Q1: What's the difference between a Bosch black coil and their blue coil--besides the color?
It took a little time to pull a couple of coils out and check them over. I would like to defer this to the ex-Motorola gentlemen who wrote of the merits of CD ignition, but here it goes:
|Black Coil||Blue Coil|
|Primary Resistance||1.0 ohms||1.3 ohms|
|Secondary Resistance||10.6K ohms||8.95K ohms|
|Turns ratio (calculated with 60hz power)||107.5||80.6|
The Ignition Transformer is configured as an auto transformer, but the decaying flux in the primary allows a greater induced secondary voltage than the ratio would suggest. The Blue coil has a smaller turns ratio and this would indicate that the current is higher for the same spark voltage. The Blue coil also has a higher resistance primary which would reduce distributor current.
Higher voltage does not necessarily mean a better coil. The spark plug will arc over as a function of the gap/condition of the plug and the pressure in the combustion chamber. Therefore, given a higher voltage coil Vs a lower voltage coil they would both be inclined to fire at the same increasing voltage.
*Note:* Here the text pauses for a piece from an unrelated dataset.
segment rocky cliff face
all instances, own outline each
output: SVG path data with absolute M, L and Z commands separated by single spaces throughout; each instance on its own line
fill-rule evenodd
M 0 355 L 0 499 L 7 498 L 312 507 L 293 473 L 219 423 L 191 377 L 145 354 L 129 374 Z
What then is the difference? The difference is current, or watts in the spark and duration of the spark. You have heard of a hotter spark, and you have heard of higher voltage coils. Sure if you have a plug fouling problem a high voltage might help, but to insure a more complete burn the higher current that lasts longer will deliver the best performance.
If just any old spark would do, the spark we get off of the carpet to the light switch would do the job. But the carpet spark is very low power/current and duration yet high voltage.So much of what we do with these cars is emotion driven, and this is how it should be. If you like a Blue coil buy one. That club badge on the air inlets doesn't help performance. But I/you like it there.